The area of your pen is the length times the width. Since you are going to have three sides of the pen enclosed by your fencing (the last side will be from the barn), we have a second specification that must be met, the length plus twice the width is 100. Rearrange the second equation to solve for a single variable (either l or w) and substitute into the first equation. You will get a quadratic function; find the maximum value, and you have the width (or maybe length) that corresponds to the maximum area. One more substitution gives the dimensions of the pen..
\[A=lw\]\[100=l+2w \implies l=100-2w \implies\]\[A=lw=A(w)=(100-2w)w=-2w^2+100\]To find the maximum (or minimum in other cases) of a quadratic function f(x)=ax^2+bx+c, we take the value of the function at x=-b/(2a). In this case, that gives us\[w=\frac{-100}{2(-2)}=25 \implies l=50\]by substitution. So our enclosure is 25' by 50', against the side of the barn that is 70' long.
Wow thanks, I totally forgot we don't need calculus for this problem.

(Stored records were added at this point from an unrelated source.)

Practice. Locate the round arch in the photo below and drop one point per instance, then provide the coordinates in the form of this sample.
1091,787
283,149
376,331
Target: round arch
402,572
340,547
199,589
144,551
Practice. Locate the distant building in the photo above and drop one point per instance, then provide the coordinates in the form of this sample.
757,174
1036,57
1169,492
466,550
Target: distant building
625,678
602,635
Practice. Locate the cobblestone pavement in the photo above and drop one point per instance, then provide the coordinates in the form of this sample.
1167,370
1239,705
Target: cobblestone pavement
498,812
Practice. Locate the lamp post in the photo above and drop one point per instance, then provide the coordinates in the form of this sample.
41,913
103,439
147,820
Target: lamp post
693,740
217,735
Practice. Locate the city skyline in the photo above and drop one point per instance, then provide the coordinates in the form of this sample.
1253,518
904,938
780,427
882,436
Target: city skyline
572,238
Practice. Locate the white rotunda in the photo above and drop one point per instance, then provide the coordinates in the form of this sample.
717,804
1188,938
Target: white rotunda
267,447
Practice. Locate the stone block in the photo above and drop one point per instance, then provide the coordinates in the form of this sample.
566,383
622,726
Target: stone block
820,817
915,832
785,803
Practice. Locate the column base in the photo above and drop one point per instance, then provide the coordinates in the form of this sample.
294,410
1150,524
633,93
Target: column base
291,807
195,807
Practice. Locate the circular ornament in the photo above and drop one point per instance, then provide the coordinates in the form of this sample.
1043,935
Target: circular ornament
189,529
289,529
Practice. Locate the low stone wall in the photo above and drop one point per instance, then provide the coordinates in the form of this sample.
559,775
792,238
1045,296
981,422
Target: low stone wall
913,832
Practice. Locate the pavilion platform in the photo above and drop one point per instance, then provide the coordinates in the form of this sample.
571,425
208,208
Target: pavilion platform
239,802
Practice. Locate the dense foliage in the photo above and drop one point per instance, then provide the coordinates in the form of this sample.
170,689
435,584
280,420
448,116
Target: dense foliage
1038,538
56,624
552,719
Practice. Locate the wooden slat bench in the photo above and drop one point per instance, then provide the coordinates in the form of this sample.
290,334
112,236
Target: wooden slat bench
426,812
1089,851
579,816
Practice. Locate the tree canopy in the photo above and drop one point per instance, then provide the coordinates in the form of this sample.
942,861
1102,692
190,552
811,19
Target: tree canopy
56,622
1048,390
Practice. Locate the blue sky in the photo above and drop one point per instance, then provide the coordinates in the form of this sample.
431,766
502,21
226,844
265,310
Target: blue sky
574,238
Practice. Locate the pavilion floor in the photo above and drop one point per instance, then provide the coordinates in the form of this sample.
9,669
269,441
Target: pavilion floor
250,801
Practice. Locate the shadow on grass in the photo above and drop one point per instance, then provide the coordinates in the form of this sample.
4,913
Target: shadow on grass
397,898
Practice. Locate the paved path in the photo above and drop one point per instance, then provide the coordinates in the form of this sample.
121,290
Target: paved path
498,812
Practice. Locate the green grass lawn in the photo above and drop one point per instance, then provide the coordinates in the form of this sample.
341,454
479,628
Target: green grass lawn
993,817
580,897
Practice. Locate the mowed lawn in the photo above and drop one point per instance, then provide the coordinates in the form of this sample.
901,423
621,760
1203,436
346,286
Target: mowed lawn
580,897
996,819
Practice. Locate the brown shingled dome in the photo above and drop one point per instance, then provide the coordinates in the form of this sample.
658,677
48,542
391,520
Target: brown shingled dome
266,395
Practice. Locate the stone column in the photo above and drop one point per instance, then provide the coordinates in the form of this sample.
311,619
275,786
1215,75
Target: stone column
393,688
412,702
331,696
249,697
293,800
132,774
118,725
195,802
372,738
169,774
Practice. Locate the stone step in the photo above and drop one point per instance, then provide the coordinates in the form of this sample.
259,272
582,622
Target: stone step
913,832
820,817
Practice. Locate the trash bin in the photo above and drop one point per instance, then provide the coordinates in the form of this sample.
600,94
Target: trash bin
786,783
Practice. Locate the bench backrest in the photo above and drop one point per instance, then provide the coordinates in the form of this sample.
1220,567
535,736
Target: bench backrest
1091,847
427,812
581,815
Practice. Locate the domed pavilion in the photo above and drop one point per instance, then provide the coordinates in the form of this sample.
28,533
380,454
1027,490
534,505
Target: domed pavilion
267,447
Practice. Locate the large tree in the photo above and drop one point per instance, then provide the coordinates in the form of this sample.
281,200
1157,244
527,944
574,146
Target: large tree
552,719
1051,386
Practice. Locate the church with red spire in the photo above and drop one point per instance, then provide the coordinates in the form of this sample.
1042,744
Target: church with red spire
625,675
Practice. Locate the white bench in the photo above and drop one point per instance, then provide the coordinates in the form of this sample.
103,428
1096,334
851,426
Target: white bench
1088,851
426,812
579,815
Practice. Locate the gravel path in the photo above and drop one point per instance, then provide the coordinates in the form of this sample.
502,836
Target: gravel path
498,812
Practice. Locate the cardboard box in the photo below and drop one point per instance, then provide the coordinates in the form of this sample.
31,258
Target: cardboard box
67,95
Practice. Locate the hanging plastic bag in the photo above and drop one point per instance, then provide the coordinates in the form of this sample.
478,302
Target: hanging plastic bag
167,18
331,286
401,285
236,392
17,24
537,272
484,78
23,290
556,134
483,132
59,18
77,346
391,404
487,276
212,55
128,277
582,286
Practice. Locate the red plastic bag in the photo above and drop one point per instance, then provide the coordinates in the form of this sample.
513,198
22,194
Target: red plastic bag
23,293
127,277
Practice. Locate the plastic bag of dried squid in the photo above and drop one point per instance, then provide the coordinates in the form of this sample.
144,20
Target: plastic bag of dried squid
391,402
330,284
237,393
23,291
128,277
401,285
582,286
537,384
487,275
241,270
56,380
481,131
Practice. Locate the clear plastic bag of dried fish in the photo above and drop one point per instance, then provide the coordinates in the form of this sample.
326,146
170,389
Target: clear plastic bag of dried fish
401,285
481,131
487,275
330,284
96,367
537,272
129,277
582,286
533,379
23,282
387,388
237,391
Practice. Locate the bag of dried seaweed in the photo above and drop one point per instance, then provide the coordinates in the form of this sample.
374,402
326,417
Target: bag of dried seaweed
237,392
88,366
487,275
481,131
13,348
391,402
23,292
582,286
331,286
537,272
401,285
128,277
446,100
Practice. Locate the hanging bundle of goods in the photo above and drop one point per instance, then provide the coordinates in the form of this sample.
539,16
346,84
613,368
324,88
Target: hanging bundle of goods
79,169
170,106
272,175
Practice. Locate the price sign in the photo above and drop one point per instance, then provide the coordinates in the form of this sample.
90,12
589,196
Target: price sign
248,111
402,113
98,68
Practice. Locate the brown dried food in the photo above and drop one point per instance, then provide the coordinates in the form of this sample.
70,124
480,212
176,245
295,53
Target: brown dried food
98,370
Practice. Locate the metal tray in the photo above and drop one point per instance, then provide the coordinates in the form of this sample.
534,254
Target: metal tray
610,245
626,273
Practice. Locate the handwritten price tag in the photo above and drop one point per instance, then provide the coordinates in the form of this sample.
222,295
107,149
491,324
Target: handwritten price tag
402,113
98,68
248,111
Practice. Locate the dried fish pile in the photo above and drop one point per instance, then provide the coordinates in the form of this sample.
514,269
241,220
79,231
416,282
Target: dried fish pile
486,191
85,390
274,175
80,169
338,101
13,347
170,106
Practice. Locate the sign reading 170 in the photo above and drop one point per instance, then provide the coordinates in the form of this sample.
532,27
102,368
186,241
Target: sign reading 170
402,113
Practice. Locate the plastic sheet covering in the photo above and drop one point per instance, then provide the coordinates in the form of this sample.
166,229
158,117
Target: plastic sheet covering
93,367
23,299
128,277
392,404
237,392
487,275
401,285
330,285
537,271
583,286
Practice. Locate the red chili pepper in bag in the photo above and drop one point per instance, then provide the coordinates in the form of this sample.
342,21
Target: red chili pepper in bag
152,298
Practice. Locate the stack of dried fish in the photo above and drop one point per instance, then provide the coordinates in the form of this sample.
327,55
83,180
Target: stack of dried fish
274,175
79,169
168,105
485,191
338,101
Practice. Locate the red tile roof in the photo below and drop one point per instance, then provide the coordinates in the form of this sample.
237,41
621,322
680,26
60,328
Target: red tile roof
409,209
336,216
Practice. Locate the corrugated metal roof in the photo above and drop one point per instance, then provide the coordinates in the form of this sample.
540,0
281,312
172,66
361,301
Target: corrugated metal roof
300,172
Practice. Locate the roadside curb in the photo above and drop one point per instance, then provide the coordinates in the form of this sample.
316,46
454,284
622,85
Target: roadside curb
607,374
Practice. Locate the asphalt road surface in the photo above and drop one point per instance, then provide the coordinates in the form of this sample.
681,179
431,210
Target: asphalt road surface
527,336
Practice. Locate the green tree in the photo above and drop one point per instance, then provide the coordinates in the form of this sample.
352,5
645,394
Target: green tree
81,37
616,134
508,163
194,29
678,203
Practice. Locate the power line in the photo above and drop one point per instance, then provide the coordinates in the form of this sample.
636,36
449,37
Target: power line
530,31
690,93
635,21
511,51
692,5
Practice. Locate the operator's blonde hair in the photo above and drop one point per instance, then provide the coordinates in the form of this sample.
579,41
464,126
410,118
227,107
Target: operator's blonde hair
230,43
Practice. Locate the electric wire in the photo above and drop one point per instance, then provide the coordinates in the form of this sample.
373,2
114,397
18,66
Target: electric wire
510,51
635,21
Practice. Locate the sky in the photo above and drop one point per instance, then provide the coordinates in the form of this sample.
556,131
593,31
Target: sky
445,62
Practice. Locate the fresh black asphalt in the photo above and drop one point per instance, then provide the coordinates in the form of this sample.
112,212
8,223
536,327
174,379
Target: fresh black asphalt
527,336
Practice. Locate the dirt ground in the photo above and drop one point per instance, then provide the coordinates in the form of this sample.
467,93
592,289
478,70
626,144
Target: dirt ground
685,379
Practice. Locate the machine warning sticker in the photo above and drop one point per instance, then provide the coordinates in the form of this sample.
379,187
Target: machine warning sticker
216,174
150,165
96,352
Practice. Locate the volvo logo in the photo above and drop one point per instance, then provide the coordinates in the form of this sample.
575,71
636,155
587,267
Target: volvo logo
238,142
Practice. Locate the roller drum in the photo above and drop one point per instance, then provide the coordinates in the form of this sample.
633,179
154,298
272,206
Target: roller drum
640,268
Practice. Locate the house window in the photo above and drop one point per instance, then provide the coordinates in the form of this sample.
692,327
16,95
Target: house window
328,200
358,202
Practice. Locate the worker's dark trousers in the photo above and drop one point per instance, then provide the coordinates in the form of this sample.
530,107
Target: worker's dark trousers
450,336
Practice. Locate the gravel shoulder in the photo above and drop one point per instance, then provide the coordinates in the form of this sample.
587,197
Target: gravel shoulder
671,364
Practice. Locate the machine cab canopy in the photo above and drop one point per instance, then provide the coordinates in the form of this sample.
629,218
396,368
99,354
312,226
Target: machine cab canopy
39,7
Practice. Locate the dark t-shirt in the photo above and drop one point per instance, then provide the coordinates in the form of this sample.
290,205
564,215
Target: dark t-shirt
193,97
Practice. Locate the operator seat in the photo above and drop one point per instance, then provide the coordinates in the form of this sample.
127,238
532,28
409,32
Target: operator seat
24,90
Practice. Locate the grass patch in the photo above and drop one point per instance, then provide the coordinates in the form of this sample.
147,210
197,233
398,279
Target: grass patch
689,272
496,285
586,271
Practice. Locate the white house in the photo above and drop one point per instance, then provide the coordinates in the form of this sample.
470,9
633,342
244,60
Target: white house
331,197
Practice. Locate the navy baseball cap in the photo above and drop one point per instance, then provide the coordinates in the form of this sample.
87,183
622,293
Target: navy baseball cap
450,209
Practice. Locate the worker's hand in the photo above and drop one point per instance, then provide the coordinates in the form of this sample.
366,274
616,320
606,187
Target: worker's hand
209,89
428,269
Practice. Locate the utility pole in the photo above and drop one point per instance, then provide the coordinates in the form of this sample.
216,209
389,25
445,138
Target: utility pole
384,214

Can anyone do it using optimization?
The optimization problem is the same, except when you get A(w), you take the derivative and set it to zero. Since the second derivative is negative at that value of w, the function has a maximum at that point.\[A(w)=−2w^2+100w \implies A'(w)=-4w+100=0 \implies w=25\]\[A"(w)=-4<0 \implies maximum~at~critical~value\]